A mixed or "hybrid" system of elections to a Northern Ireland peace forum designed to secure the maximum consensus of the main parties is expected to be among the options considered by the Northern Ireland Cabinet Committee.
But the chances of such a formula being rejected by the Ulster Unionists were substantially increased when John Taylor, deputy leader, claimed that a consultation paper outlining the framework for the all-party talks which will follow the elections "must return to the drawing board".
In some of the most threatening terms used by a senior Ulster Unionist in the latest phase of the process towards a political settlement, Mr Taylor said last night: "The Dublin government must cease yielding to IRA blackmail and the London government must learn to stand on its own feet. If it is incapable then the sooner we have a general election the better."

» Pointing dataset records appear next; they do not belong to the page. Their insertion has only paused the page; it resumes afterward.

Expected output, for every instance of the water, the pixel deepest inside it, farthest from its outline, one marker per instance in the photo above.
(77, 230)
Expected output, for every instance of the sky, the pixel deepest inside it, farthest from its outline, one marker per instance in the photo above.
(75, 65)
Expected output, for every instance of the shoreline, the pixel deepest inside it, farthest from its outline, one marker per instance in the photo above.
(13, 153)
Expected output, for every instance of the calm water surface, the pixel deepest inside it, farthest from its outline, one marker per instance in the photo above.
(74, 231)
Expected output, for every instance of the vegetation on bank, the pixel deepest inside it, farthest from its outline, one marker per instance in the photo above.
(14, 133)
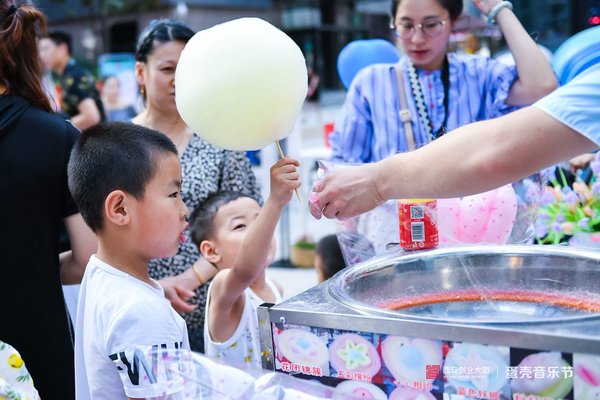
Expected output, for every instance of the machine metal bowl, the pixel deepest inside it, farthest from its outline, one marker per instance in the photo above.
(475, 285)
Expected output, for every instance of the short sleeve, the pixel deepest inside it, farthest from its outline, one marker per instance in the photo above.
(498, 79)
(353, 130)
(144, 343)
(577, 104)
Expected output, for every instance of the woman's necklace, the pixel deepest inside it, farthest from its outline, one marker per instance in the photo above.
(419, 97)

Mr Taylor's fury over the wording of a joint Anglo-Irish consultation paper stems partly from what he detects as a softening of the two governments' demand on the IRA to start decommissioning arms before talks progress. The document says the demands on decommissioning in the Mitchell report need to be "addressed" rather than honoured before talks can go further.

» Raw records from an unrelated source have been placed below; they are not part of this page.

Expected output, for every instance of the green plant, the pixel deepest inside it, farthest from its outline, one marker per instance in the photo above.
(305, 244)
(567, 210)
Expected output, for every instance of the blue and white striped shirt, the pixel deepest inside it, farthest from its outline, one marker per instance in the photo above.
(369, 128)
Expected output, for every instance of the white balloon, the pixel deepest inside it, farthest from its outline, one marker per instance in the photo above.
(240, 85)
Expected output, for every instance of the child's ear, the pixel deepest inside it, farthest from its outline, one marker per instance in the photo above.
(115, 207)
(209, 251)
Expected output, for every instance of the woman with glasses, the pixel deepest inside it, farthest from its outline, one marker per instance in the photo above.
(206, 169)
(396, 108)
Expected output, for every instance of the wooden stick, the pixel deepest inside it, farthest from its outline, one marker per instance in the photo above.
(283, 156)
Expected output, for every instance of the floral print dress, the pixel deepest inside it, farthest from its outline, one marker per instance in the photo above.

Mr Taylor also complained that provision in the paper for a joint London- Dublin co-ordination committee to tackle problems in the peace process meant the Government had "hijacked the elected body" and taken away from the Northern Ireland parties their right to to "structure their all-party talks".

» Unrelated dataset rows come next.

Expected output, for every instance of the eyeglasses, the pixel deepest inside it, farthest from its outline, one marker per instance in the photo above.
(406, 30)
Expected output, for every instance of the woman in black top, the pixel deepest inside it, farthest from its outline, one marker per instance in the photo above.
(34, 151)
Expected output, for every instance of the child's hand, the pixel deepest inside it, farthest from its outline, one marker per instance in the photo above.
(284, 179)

No decisions have yet been taken on what system to use for the elections - likely to be at the end of May - which are intended to lead swiftly to all-party talks starting on 10 June. But at least one system to be considered by ministers today envisages 110 representatives elected on the German model of a mixture of constituencies and an additional list of party nominees without constituency.
There is still strong pressure from Tory backbenchers for the Government to back the Ulster Unionists' preferred system which would use the existing 18 parliamentary constituencies with five members in each being elected to the forum.
In contrast, both the Social Democratic and Labour Party and Ian Paisley's Democratic Unionist Party want a single-constituency system from which the 90 successful candidates would be chosen from one province-wide ballot paper.
It remains possible, however, that the Government will come down in favour of the UUP preferred system, and offer the nationalists the referendum north and south of the border that John Hume has been seeking.